The specific expression language you will work with is described below in more detail using a context-free grammar written in extended BNF syntax. The grammar given is for abstract syntax, so it only describes the different kinds of expressions and the type and order of appearance of their constituent sub-expressions. Real expressions will use parentheses to disambiguate structure: we'll see some precedence rules below.

Your major problem in this lab is to decide how to parse the input. Several natural choices come to mind:

The expression grammar

We will use a fairly rich set of expressions as our input language in order to better approximate the kinds of language constructs which are used in more realistic programming languages. The grammar given below does not specify the precedence or associativity of the operations involved; precedence rules are given following the grammar. The lexical structure of variables, literals and operators is also given in an extended BNF style: if you use a parser generator or other such tool, you may want to split off lexical issues into a separate part suitable as input to a scanner generator.
<expr>  ::=  <int-lit>			(integer literals)

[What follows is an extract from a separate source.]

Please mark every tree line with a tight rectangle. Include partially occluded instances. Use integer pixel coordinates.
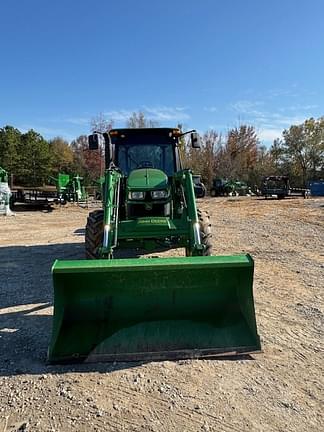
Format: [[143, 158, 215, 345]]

         |   <var>			(variables)
         |   READ			(input)
         |   WRITE <expr>		(output)
         |   <var> = <expr>		(assignment to variables)

         |   <var> <p-op>		(postfix operators)
         |   <p-op> <var> 		(prefix operators)
         |   <expr> <bin-op> <expr>	(infix operators)
         |   <expr> ? <expr> : <expr>	(conditional expression)

         |   ( <expr> )			(parenthesized expressions)

<int-lit>  ::=  <digit>+		(non-empty sequences of digits)
<digit>    ::=  0 | 1 | ... | 9


<var>      ::=  <alpha>+		(lowercase only, no digits)
<alpha>    ::=  a | b | ... | z

<bin-op>   ::=  +  |  -  |  *   	(arithmetic, but no division)
             |  <  |  >  |  ==		(relational)
             |  &  |  |			(logical)

<p-op>     ::=  ++ | --

Below are a few notes on the syntax (and informal semantics).

Precedence and associativity

Prefix and postfix operators only apply to variables, so they are clearly performed immediately on the variable given (i.e., there is no potential conflict since expressions such as "3*x++" could never be interpreted as "(3*x)++" anyway).

Multiplication takes precedence over addition and subtraction; the latter two are of the same precedence. Relational operators are all of the same precedence (but lower than the arithmetic ones), and logical operators are lower than relational ones. Operators of the same precedence associate to the left, so that "2+3-4" is the same as "(2+3)-4". Assignment has the next highest precedence, so that it is always performed last of the "operators" (i.e., "x=3+2" is interpreted as "x=(3+2)" rather than "(x=3)+2"). Of course "x=y++" parses as "(x=(y++))". The WRITE form has a lower precedence than any infix operator (even considering assignment one of these), and the conditional expression has the lowest precedence of all, so that "x + WRITE x = y++ * 2" is parsed as "(x+(WRITE(x=((y++)*2))))" and "x==3 ? y++ : WRITE y" is parsed as "(x==3) ? (y++) : (WRITE y)".

Some sample expressions

Here is a set of sample expressions you might want to test your parser on, along with their fully parenthesized forms.

Basic plan of action

As described above, your job is to read in an expression (as a String), then parse it into a tree form. (You should already have designed your Expression classes in the last lab.) After reading in and parsing an expression, you should print it out again to verify that the parse worked correclty (you can use your fully-parenthesized toString method from the last lab for this).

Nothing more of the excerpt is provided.